Kendall Tietz, DCNF
Florida has over 5,000 teacher vacancies and more than 4,000 openings for school staff positions, according to the Florida Education Association.
FEA’s October data showed an increase in vacancies since August, FEA President Andrew Spar explained on TikTok Sunday.
Spar attributed the vacancies to “a funding shortage, rather than a teacher & staff shortage!” according to a TikTok video he posted on Monday.
Spar also criticized Florida’s Republican Governor Ron DeSantis’ “retaliation against school boards for doing what they believe is the right thing.”
School boards across the state have been involved in difficult conversations about mask mandates.
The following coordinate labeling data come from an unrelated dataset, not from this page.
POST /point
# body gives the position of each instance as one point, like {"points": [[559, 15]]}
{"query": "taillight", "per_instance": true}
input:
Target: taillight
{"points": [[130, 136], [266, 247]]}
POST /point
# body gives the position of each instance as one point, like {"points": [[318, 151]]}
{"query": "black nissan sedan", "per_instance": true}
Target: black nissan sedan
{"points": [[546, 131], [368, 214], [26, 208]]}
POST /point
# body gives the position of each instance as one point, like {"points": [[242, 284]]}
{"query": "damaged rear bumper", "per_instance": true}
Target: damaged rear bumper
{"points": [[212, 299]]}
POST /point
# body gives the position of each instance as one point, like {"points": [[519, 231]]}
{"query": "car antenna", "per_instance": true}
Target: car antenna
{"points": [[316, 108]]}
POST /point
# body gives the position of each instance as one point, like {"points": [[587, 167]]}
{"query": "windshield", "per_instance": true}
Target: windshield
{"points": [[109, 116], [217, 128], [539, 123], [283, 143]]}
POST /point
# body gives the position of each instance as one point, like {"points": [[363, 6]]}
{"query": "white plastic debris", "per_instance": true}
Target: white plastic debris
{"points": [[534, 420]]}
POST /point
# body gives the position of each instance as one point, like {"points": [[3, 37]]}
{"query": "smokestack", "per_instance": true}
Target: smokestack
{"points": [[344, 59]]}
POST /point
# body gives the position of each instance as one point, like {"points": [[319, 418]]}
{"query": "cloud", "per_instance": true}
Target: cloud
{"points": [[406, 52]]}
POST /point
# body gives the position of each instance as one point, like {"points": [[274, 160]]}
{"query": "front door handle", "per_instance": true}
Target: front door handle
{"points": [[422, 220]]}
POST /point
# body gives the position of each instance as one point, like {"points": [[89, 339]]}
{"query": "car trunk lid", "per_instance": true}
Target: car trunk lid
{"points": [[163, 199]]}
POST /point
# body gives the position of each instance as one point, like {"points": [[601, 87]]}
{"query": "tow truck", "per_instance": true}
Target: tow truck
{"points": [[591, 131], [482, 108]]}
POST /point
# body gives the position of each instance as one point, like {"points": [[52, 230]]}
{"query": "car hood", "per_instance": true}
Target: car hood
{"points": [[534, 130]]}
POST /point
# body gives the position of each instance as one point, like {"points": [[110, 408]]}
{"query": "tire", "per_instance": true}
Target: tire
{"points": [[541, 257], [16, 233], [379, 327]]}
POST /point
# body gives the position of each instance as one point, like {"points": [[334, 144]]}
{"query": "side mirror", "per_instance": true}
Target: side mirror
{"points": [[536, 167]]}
On Thursday, the Florida Board of Education announced plans to sanction eight school districts for imposing mask mandates in violation of Desantis’ executive order that allows parents to opt their children out of such requirements.
Florida’s school staff shortage relates to the COVID-19 pandemic and low pay, according to the FEA.
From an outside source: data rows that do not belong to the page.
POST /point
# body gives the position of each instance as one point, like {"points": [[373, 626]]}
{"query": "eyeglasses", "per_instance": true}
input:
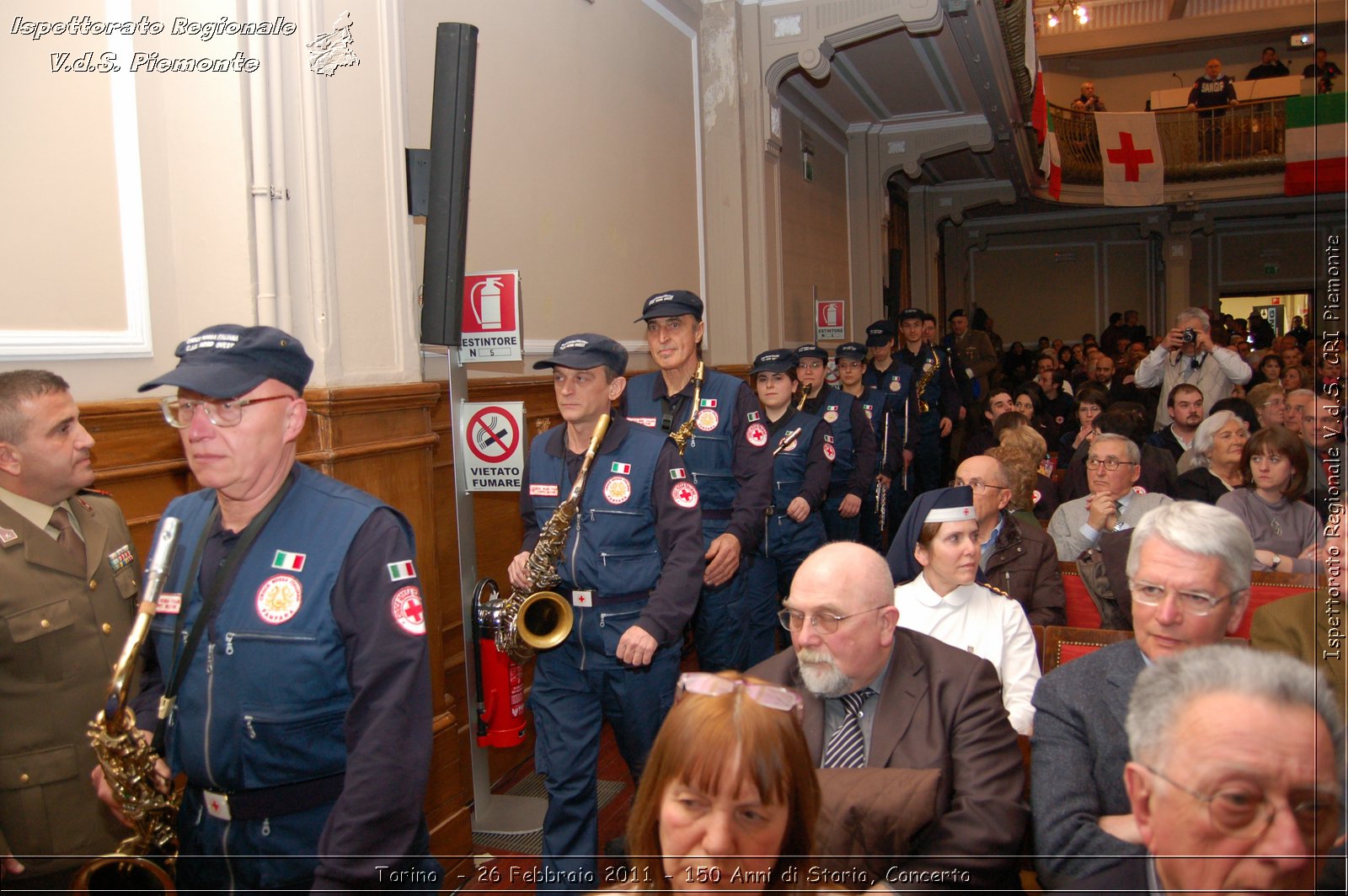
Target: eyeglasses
{"points": [[1110, 464], [179, 413], [1195, 603], [768, 696], [822, 623], [977, 485], [1244, 812]]}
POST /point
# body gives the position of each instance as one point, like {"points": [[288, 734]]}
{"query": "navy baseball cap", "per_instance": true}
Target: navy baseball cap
{"points": [[671, 305], [880, 333], [586, 350], [228, 360], [774, 361], [849, 350], [810, 350]]}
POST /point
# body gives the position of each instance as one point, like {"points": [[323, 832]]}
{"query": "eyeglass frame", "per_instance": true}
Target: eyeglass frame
{"points": [[785, 615], [1267, 810], [172, 418], [754, 691], [976, 485], [1095, 462], [1206, 606]]}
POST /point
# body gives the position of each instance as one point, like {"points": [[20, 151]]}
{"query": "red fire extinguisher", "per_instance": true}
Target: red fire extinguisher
{"points": [[500, 682]]}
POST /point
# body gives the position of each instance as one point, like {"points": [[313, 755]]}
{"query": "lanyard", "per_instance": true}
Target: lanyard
{"points": [[211, 604]]}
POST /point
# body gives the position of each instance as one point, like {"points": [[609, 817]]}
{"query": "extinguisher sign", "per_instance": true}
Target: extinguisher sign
{"points": [[828, 320], [491, 317]]}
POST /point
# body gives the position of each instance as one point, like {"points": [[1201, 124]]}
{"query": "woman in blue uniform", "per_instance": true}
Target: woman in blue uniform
{"points": [[802, 460]]}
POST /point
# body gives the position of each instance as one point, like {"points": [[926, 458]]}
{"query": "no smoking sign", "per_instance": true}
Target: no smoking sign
{"points": [[491, 445]]}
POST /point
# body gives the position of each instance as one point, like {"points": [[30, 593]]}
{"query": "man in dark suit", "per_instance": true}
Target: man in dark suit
{"points": [[71, 590], [1190, 576], [883, 697]]}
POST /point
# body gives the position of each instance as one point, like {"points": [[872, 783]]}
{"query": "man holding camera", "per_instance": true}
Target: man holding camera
{"points": [[1186, 355]]}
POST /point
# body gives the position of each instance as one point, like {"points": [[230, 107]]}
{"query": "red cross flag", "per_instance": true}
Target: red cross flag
{"points": [[1130, 150]]}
“Florida lawmakers, it’s time that we address the real issues,” Spar said. “Let’s not follow the governor down the rabbit hole of Critical Race Theory, of mask mandates and all of those kinds of issues.”
FEA’s August data shows a 67% increase in the number of teacher vacancies compared to those in August 2020.
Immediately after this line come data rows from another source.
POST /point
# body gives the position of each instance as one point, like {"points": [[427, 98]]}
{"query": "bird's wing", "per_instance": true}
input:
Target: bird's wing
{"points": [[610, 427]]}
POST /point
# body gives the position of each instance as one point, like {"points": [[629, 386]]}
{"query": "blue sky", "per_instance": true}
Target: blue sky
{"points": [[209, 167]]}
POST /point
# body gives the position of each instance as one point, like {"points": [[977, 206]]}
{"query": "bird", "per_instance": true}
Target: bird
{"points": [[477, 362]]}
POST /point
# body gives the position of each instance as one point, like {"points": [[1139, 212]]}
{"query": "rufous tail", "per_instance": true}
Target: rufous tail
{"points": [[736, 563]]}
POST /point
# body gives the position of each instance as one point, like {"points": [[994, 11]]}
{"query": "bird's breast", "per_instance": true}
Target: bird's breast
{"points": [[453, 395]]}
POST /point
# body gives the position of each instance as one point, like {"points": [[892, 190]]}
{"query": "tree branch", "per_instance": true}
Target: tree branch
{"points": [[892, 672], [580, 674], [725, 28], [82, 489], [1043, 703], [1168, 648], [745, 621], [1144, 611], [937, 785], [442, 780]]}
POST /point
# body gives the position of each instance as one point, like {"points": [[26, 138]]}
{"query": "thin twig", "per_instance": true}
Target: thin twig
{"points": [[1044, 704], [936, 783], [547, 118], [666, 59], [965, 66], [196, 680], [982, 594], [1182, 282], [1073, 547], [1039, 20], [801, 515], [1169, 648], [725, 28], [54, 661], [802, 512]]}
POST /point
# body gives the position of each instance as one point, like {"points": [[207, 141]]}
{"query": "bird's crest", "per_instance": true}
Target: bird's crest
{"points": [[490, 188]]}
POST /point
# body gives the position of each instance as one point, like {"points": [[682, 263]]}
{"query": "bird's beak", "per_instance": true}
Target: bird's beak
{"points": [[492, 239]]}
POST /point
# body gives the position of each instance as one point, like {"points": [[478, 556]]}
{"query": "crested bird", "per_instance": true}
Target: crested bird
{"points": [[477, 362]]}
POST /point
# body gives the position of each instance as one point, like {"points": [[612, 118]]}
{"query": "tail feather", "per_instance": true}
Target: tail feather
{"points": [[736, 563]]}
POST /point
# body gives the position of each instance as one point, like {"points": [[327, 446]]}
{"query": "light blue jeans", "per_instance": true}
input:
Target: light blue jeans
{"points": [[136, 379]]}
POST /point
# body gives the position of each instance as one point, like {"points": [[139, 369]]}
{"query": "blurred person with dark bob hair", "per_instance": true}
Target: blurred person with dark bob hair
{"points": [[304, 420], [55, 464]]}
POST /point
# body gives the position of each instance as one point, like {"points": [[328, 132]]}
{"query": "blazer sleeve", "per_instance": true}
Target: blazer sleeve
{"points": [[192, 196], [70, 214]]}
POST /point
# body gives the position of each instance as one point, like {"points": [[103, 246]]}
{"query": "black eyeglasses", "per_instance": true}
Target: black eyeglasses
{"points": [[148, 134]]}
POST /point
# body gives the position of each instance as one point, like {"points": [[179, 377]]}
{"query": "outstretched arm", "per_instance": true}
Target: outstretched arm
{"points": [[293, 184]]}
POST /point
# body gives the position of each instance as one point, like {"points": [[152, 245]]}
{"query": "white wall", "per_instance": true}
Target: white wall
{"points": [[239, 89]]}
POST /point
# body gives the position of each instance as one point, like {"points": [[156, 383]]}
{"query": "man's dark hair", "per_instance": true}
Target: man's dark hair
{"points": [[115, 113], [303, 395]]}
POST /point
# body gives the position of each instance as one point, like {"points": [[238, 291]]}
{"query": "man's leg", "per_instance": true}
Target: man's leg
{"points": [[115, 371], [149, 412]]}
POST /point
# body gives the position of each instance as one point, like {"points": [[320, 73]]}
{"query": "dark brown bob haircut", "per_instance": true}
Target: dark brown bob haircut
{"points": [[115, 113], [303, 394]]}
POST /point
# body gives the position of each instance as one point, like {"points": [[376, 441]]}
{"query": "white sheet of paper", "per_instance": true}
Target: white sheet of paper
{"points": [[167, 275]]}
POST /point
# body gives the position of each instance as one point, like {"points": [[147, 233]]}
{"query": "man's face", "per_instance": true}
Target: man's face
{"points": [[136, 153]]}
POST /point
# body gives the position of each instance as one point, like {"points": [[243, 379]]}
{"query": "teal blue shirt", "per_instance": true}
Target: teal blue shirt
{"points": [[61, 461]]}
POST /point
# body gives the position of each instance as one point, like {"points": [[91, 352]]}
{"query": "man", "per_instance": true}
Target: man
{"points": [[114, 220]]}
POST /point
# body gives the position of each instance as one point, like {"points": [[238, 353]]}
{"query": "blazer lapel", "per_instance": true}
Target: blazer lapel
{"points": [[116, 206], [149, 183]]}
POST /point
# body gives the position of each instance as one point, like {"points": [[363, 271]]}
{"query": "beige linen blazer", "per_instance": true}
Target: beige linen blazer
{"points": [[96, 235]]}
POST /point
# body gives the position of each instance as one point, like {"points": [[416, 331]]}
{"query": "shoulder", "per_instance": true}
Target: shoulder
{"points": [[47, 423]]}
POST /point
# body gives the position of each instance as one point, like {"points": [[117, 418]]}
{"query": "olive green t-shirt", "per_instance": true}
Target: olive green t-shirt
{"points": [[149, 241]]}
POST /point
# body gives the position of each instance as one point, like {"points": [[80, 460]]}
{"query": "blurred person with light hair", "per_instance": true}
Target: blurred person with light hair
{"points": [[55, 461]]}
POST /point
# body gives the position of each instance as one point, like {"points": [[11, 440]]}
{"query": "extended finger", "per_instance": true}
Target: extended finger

“We are now two months into the school year, and by this point, those numbers typically drop significantly,” Spar said in a TikTok video. “However, this year is different.”
Gretchen Robinson, a reading teacher at Orlando’s University High School, told CNN that pay is a “huge issue.”
“I would love to be making what my colleagues in states with an actual teaching budget, who are veteran teachers like me, are making,” Robinson said. “That would be great, considering the insane hours I put in during this (pandemic) situation.”
The FEA says staff and teacher shortage also result from “the stress and uncertainty caused by the pandemic,” job instability, lack of classroom freedom “due to heavy-handed policies established by the Legislature and the governor,” too much emphasis on testing, a “lack of respect for the profession” and the fact that Florida ranks 49th in U.S. teach pay, providing approximately $10,000 less than the average state.
The FEA will conduct its next survey in January, CNN reported.